Il ne sera jamais question de nationaliser les grandes banques, même pas de les règlementer ou de les taxer pour grossir les fonds gouvernementaux qui pourraient être affectés à l’amélioration des infrastructures dont le public peut profiter. Cette attitude vaut pour toutes les autres grandes entreprises multinationales.
Même si l’économie va être discutée tout au long de la campagne, on n’entendra pas parler de ce qui a permis au 1% dominant de toujours s’enrichir encore plus même au cours de 2008, l’année de la crise. On parlera peu du fossé des inégalités qui a véritablement explosé au cours des trente dernières années.

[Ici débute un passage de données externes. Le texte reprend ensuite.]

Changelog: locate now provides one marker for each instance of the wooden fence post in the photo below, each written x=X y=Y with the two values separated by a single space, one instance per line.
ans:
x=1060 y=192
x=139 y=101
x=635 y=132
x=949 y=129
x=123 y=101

Quand l’industrie manufacturière a été décimée avec les syndicats et délocalisée, on s’est fait dire que le secteur financier allait être le pilier de la « nouvelle » économie. Ça a été le cas ! Une économie molle, basée sur les bulles, le marché des dérivés, la spéculation et toutes sortes de transactions et pratiques douteuses. Durant les années 80, Margaret Tatcher a vendu l’économie aux banquiers et aux entreprises transnationales. Elles n’ont jamais eu de regrets. La même chose s’est passée aux États-Unis.

Maintenant, la Grande Bretagne a endossé les objectifs militaires américains qui désespèrent de pouvoir maintenir leur hégémonie mondiale. Ni l’un ni l’autre n’a rejeté la financiarisation de son économie ni ne s’est engagé dans la reconstruction de ses bases manufacturières là où se trouvent les emplois payants qui permettent d’augmenter la demande, et ne se sont pas plus assuré que l’État allait prendre ses responsabilités dans le développement des infrastructures pour améliorer la qualité de vie des populations. Au contraire, ils se sont attaqués à la Russie et à la Chine qui fait certaines de ces choses et qui défie maintenant la domination économique mondiale des États-Unis.

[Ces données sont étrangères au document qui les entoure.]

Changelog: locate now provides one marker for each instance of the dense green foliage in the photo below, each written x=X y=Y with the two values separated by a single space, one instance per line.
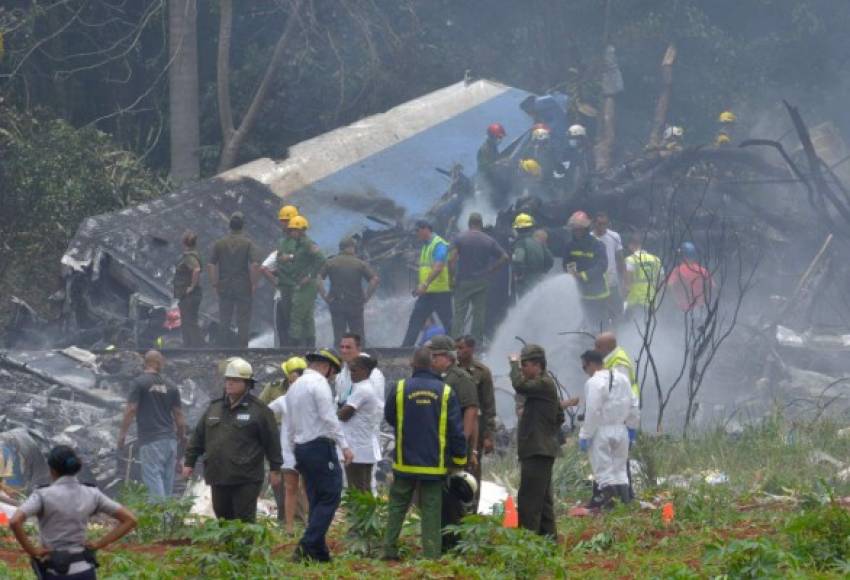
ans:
x=105 y=63
x=735 y=529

Cette campagne électorale, au lieu de se concentrer sur l’« austérité », sur les immigrants ou les assistés sociaux, (souvent décrits par les politiciens-nes et les commentateurs-trices comme les suceurs du sang du pays), devrait s’inquiéter de l’évasion fiscale opérée par les compagnies et les super riches, des politiques néolibérales imposées au peuple et des pressions pour celles qui vont les protéger de futurs naufrages, notamment le Traité transatlantique.

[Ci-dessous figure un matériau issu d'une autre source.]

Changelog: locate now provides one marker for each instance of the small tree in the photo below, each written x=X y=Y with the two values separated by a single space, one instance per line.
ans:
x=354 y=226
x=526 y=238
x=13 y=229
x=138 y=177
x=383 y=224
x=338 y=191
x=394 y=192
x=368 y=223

Mais, avec des médias déficients, tous les partis représentant les intérêts de l’élite combinée de la finance, des grandes entreprises et de l’État qui n’a de comptes à rendre à personne, nous ne pouvons nous attendre qu’à ce que la Grande Bretagne continue de suivre le militarisme américain et à de futures dépressions dans ce qui restera de l’économie et de la société civile.

Peu importe qui gagnera le 7 mai. Ce sera la poursuite du même. Le vrai résultat est déjà décidé par le directoire du conglomérat des « laboratoires d’idées » des grandes entreprises, des lobbyistes et des plus hauts échelons des fonctionnaires. Ce sera un exercice de réattribution des places sur un bateau en train de sombrer.